22.09.2021 Interessa-me particularmente (o pragmatismo e) alguma fraqueza
I
Sofro de um irracional interesse particular por noites eleitorais (e os dias também). Bem sei que o meu guilty pleasure não é dos piores. Como não há eleições todos os anos, posso diminuir o meu arrependimento pelo tempo-perdido no banquete da democracia, e ainda aprender qualquer coisa sobre o esforço de raros pelo que nos é comum e o ufanismo delirante de muitos.
Sempre tive uma fraqueza pelo Livre, que como diz a M. F. Bonifácio é “uma espécie de partido unipessoal: vive da coluna tri-semanal de Rui Tavares no Público, o que, diga-se, é obra.” O Livre defende coisas simples e equilibradas como as bicicletas e redução do consumo de carne. Ataca a praga de abacateiros no Algarve e luta pela dignidade dos Professores (mensagem lá para casa). Pede um esfoço público pela habitação e apela ao Rendimento Básico Incondicional. Insurge-se contra os unicórnios digitais e demais oligarquias, enquanto dá silenciosamente uma mãozinha ao capitalismo, querendo apenas torná-lo um bocadinho mais verde e um quase-nada mais justo. Coisas pequeninas e pragmáticas de uma esquerda longe dos radicalismos revisionistas e das micro-agressões alucinadas de uma geração que ainda não teve tempo-útil para ler a civilização.
III
Por cá, no próximo
domingo as contas já estão feitas. O nosso Mayor “independente”, com
muitas aspas, tem lugar cativo (vitalício, como um virtuoso aristocrata,
se as regras o concedessem), o que me permite deixar cair o conveniente pragmatismo
em direcção alguma liberdade enfraquecida. No Sábado passado estive no Coreto da
Cordoaria a ouvir o Rui Tavares na apresentação da candidatura do Livre ao
Porto. Saí antes das palmas.
Não pertenço
ali, é só uma fraqueza que de quatro em quatro anos se me dá.
No resto do ano
sou apenas um resistente de
temperamento reaccionário a refilar baixinho contra os entusiasmos digitais
das classes médias e a perda de uma civilização baseada numa indefinível ideia
de Cultura como medida para todas as coisas, que a bem da verdade, nunca chegou a existir foras das bibliotecas universitárias
do Renascimento ao sec. XIX.
IV
Acho que era o
Henrique Monteiro que definia os votantes no Livre, qualquer coisa como: um
pequeno segmento da média burguesia urbana que se acha demasiado erudito para
votar no PS. Pois cá está: eis a minha fraqueza. Coisas da Classe X e
dos seus sucedâneos de que se falava no último interessa-me particularmente.

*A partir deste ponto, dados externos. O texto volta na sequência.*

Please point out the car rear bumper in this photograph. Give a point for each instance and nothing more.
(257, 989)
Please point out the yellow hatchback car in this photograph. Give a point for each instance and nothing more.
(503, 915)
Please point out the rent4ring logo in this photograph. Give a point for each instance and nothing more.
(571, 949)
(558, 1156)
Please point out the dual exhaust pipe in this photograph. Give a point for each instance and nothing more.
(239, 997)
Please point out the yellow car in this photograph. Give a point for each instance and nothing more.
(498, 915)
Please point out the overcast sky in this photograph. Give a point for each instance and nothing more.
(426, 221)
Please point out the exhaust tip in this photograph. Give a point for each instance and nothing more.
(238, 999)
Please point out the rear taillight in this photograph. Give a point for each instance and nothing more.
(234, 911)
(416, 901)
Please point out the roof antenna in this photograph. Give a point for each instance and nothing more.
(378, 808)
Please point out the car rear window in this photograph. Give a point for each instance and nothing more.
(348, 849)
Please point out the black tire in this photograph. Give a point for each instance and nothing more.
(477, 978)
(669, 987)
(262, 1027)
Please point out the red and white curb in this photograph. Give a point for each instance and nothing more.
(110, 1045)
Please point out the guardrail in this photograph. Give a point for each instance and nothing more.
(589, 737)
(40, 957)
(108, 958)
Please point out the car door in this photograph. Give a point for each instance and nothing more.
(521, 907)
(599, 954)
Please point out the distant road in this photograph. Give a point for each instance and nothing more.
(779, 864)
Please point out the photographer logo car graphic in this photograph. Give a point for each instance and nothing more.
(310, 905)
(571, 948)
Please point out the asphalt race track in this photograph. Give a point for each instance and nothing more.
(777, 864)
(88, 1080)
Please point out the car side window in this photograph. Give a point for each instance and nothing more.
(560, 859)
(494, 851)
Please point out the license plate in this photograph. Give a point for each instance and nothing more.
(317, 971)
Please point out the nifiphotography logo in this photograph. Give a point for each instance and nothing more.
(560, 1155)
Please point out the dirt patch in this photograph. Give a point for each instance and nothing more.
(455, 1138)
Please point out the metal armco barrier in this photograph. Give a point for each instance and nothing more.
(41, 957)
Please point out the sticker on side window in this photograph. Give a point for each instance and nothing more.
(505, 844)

No dia em que este pequeno
partido alcançar, digamos, 2%, está na altura de abandonar o barco e procurar
dissidências noutros lugares menos (bem) frequentados.
V
E quanto às máscaras, tema que já cá faltava, pois claro! Sinto finalmente uma estranha e culpada liberdade nas minhas derivas por aí. De manhã, sou o único que ziguezagueia desmascarado a micro multidão que circula a Rotunda da Boavista. Ao fim do dia os níveis já se equilibram. Por cá a paranoia ainda se sobrepõe à Lei.
Como dizia esta semana o João Pereira Coutinho: “"Há momentos na vida de um país em que os vícios de um povo se tornam virtudes. Entre nós, não há maior vício do que a submissão mansa aos caprichos do poder: os portugueses são óptimos a obedecer e péssimos a reclamar.” Meu caro João, podemos ir mais longe não podemos? Há aí um provérbio popular bem piroso e generoso para connosco: (nisto das máscaras, só para começar) somos mais papistas que o papa.
VII
E no meio desta mansa
submissão, eis que o Livre me aparece como uma bolha de moderação, capaz de
convocar os mornos para o combate possível. Nestas coisas das ideologias
políticas, nada me satisfaz tanto como uma transviada leitura da célebre frase
do Gramsci: pela razão, sou pessimista, um cético que não acredita na
humanidade, mas pelo vontade… e lá votarei no Livre.
Fraquezas! Ou pode ser que resista! Um ou outro, como bem sabes, cá voltarei para o dizer. A isso não resisto mesmo!